Bloqueo y enfrentamientos durante el referéndum autonómico

Muchas especulaciones corrieron acerca de los grupos de choque y la posible generación de enfrentamientos en Pando durante el referéndum sobre los estatutos autonómicos. Dichas especulaciones se multiplicaron después de la anunciada visita del Presidente Morales para la entrega de ambulancias a las alcaldías rurales, cheques del Banco de Desarrollo Productivo a algunos beneficiarios, y hasta alguna movilidad para una organización campesina. Sin embargo, la consulta del 1 de junio se llevó a cabo bajo una tensa calma.

 

El bloqueo de Filadelfia anunciado desde hace más de una semana, fue una de las resoluciones consensuadas por 39 comunidades durante su Ampliado efectuado en la localidad del mismo nombre. Ya desde el jueves se iniciaron algunos altercados entre partidarios de la oposición, liderados por un diputado de Filadelfia, y líderes y bases de comunidades que ya iniciaban el bloqueo.

 

Lo triste del caso no sólo son las personas heridas, perseguidas y ultrajadas como resultado de estos enfrentamientos, sino la posición que nuevamente toma alguna prensa de alcance nacional –mal informada y parcializada- que desfachatadamente muestra como víctima de un secuestro por parte de los bloqueadores, al autor intelectual de la violencia ocurrida en dicho bloqueo, el mismo que participó hace unos meses en el avasallamiento del IX Congreso Campesino.

 

Finalmente, si bien en el pasado la discriminación racial, religiosa y hasta las masacres caracterizaron la intolerancia entre seres humanos, actualmente se la experimenta bajo nuevas formas, cuya justificación se halla en el macabro pretexto de que “la violencia ejercida era sólo para eliminar a simpatizantes del otro bando”.

 

Planteo una pregunta obligatoria: ¿cómo podemos contribuir desde la esfera de la vida privada y desde el ámbito público a disminuir estas nuevas formas de intolerancia?
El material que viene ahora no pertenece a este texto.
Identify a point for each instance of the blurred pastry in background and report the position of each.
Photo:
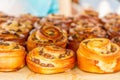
(85, 27)
(12, 56)
(47, 34)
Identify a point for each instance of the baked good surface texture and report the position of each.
(98, 55)
(12, 56)
(50, 59)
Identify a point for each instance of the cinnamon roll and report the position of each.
(12, 56)
(50, 59)
(59, 21)
(4, 17)
(13, 30)
(85, 27)
(98, 55)
(112, 25)
(47, 34)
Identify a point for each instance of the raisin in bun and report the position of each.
(12, 56)
(98, 55)
(50, 59)
(47, 34)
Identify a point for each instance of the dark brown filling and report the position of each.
(46, 55)
(113, 48)
(5, 44)
(37, 61)
(86, 42)
(16, 47)
(5, 32)
(67, 53)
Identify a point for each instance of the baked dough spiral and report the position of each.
(12, 56)
(112, 25)
(85, 27)
(13, 30)
(47, 34)
(98, 55)
(50, 59)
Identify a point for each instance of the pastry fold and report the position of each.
(98, 55)
(50, 59)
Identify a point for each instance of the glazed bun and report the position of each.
(50, 59)
(47, 34)
(12, 56)
(112, 26)
(98, 55)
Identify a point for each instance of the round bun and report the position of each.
(98, 55)
(15, 30)
(85, 27)
(12, 56)
(112, 26)
(50, 59)
(47, 34)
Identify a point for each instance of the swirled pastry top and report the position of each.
(51, 52)
(87, 27)
(59, 20)
(4, 17)
(9, 48)
(101, 47)
(112, 23)
(15, 27)
(49, 34)
(101, 50)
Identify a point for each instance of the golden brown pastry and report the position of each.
(47, 34)
(98, 55)
(59, 21)
(50, 59)
(13, 30)
(90, 12)
(85, 27)
(112, 25)
(4, 17)
(12, 56)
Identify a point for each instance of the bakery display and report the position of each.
(4, 17)
(50, 40)
(112, 26)
(59, 21)
(14, 30)
(47, 34)
(98, 55)
(85, 27)
(12, 56)
(50, 59)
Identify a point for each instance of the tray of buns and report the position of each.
(81, 47)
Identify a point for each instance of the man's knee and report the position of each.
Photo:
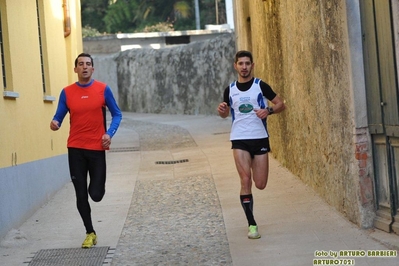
(261, 186)
(96, 197)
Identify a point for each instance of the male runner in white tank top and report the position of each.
(247, 99)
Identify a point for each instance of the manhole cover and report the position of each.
(70, 257)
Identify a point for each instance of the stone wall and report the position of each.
(187, 79)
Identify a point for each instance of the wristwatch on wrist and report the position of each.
(270, 110)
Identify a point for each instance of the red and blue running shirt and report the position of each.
(86, 106)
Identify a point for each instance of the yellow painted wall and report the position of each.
(301, 48)
(25, 120)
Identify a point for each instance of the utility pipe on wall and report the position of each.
(67, 19)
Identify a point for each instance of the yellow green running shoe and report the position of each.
(253, 232)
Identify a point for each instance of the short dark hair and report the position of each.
(84, 55)
(243, 53)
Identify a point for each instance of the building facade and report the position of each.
(39, 43)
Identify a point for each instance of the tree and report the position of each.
(93, 12)
(115, 16)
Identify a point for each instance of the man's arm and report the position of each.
(62, 110)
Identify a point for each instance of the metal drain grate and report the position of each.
(124, 149)
(172, 162)
(70, 257)
(221, 133)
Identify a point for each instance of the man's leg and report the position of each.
(97, 172)
(260, 170)
(78, 170)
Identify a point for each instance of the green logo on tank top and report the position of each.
(245, 108)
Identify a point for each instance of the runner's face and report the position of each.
(244, 67)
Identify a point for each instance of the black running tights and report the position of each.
(82, 162)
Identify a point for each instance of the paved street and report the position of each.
(173, 199)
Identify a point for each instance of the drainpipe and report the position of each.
(67, 19)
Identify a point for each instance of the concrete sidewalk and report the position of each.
(173, 199)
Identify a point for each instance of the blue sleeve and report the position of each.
(62, 108)
(115, 111)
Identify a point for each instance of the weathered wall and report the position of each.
(187, 79)
(301, 49)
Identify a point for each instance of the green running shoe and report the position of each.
(91, 240)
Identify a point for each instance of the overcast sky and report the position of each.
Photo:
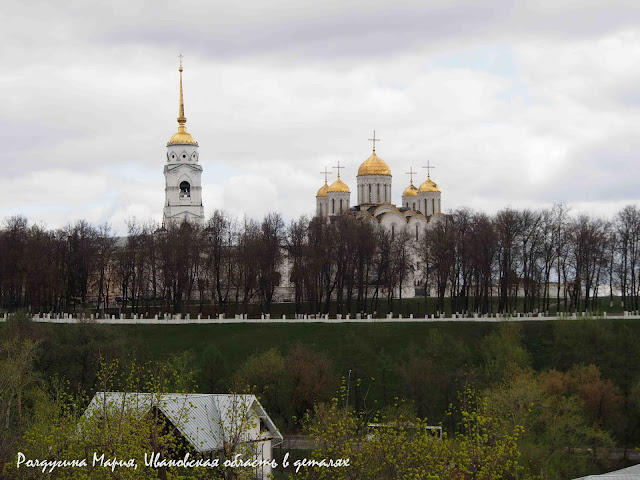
(515, 103)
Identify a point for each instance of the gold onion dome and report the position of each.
(323, 190)
(429, 186)
(338, 186)
(410, 191)
(182, 137)
(374, 165)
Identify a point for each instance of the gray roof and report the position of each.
(629, 473)
(205, 420)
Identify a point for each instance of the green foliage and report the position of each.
(401, 447)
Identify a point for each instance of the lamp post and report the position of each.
(348, 389)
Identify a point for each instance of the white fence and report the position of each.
(318, 318)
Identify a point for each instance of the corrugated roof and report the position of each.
(205, 420)
(629, 473)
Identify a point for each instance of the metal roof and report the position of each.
(205, 420)
(629, 473)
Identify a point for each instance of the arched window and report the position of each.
(185, 190)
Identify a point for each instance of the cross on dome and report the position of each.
(428, 167)
(412, 173)
(326, 173)
(374, 140)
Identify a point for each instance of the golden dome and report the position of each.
(428, 186)
(374, 165)
(338, 186)
(323, 190)
(181, 138)
(410, 191)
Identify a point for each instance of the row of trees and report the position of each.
(517, 259)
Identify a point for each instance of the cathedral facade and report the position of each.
(421, 206)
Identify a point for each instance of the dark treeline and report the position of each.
(525, 260)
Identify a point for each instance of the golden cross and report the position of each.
(326, 172)
(374, 140)
(428, 167)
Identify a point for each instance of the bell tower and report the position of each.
(182, 172)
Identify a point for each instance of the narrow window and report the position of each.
(185, 190)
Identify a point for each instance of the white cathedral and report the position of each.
(183, 190)
(420, 206)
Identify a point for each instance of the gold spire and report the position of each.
(181, 118)
(182, 137)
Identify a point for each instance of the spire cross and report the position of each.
(181, 118)
(374, 140)
(326, 172)
(411, 172)
(428, 167)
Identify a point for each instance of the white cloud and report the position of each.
(516, 109)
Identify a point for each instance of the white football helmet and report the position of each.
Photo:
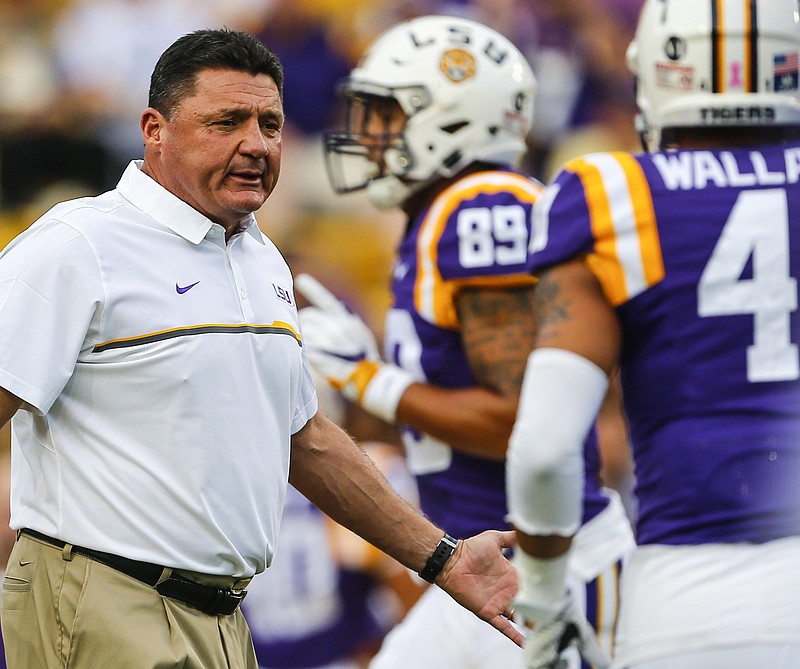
(718, 63)
(467, 93)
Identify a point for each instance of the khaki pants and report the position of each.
(64, 611)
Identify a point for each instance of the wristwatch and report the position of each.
(433, 567)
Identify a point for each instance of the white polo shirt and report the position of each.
(163, 374)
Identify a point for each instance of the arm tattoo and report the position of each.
(498, 332)
(552, 308)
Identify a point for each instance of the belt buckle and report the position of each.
(230, 601)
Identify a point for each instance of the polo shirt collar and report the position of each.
(168, 209)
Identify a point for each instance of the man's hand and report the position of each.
(481, 579)
(554, 629)
(343, 350)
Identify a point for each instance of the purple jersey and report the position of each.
(699, 253)
(475, 233)
(306, 610)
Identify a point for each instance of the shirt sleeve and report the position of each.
(51, 298)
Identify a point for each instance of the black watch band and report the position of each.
(433, 567)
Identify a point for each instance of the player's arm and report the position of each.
(567, 375)
(566, 380)
(498, 331)
(8, 406)
(339, 478)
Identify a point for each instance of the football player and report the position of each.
(679, 266)
(438, 111)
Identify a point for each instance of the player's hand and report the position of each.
(343, 350)
(479, 577)
(553, 629)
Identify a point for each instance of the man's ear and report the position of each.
(151, 124)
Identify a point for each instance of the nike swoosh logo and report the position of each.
(182, 289)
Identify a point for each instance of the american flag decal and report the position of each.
(283, 294)
(785, 71)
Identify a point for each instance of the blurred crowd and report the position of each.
(74, 76)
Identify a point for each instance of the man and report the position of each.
(438, 112)
(151, 359)
(680, 267)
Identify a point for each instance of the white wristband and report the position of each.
(542, 583)
(561, 394)
(384, 391)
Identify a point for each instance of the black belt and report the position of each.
(207, 598)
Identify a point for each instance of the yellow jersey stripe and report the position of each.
(627, 254)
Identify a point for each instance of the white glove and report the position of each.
(554, 621)
(343, 350)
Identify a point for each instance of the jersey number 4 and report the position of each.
(757, 228)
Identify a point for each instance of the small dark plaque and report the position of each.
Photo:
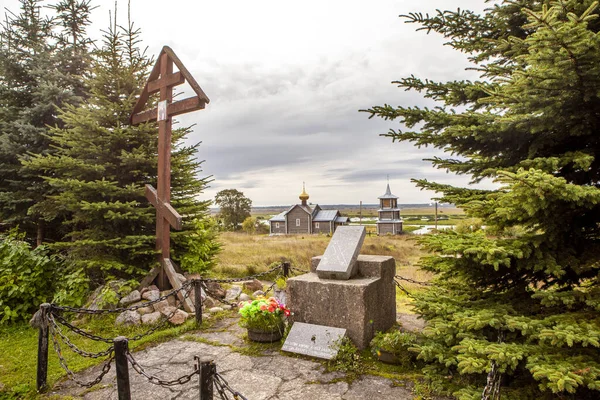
(313, 340)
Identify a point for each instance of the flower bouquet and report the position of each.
(263, 318)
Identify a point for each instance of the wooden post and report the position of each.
(198, 301)
(207, 371)
(286, 269)
(42, 368)
(122, 367)
(162, 80)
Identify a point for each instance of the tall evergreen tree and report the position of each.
(515, 305)
(101, 164)
(39, 72)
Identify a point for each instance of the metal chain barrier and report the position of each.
(121, 309)
(403, 289)
(81, 332)
(222, 386)
(412, 281)
(55, 320)
(246, 278)
(156, 380)
(150, 331)
(139, 336)
(73, 347)
(70, 373)
(299, 270)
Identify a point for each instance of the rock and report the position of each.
(244, 297)
(131, 298)
(161, 305)
(172, 300)
(280, 295)
(152, 318)
(151, 295)
(215, 290)
(167, 311)
(209, 302)
(128, 318)
(151, 287)
(146, 310)
(179, 317)
(105, 296)
(233, 293)
(253, 285)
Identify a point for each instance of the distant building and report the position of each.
(302, 219)
(389, 221)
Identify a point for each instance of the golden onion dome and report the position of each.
(303, 196)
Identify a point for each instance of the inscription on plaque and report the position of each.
(340, 258)
(313, 340)
(162, 111)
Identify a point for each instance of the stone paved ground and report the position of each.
(271, 376)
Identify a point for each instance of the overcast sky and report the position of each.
(286, 80)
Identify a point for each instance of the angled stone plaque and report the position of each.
(313, 340)
(339, 260)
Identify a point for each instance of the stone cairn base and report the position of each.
(220, 299)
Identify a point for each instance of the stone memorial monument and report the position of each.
(346, 290)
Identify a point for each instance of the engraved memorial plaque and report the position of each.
(162, 111)
(340, 258)
(313, 340)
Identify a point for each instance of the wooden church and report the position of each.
(302, 219)
(389, 221)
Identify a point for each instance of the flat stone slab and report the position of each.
(270, 376)
(339, 259)
(313, 340)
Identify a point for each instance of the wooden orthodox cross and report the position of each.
(162, 80)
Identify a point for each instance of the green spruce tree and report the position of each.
(101, 164)
(515, 306)
(42, 60)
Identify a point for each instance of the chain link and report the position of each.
(302, 271)
(73, 347)
(80, 331)
(70, 373)
(412, 281)
(246, 278)
(134, 338)
(222, 385)
(164, 323)
(403, 289)
(121, 309)
(156, 380)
Probablemente la respuesta, en parte, se enmarque en aspectos básicos del respeto a los derechos humanos; asimismo, algo que es relevante trabajar desde la dinámica interna de nuestros hogares hasta el ámbito público es poner en práctica el respeto al otro por su forma de ser, de vivir y pensar. Igualmente, transmitir nuevos valores a las futuras generaciones y preceptos que deben regir una sociedad tan diversa como la nuestra.

 

Pamela Cartagena (*) es directora de la oficina regional de CIPCA en Pando.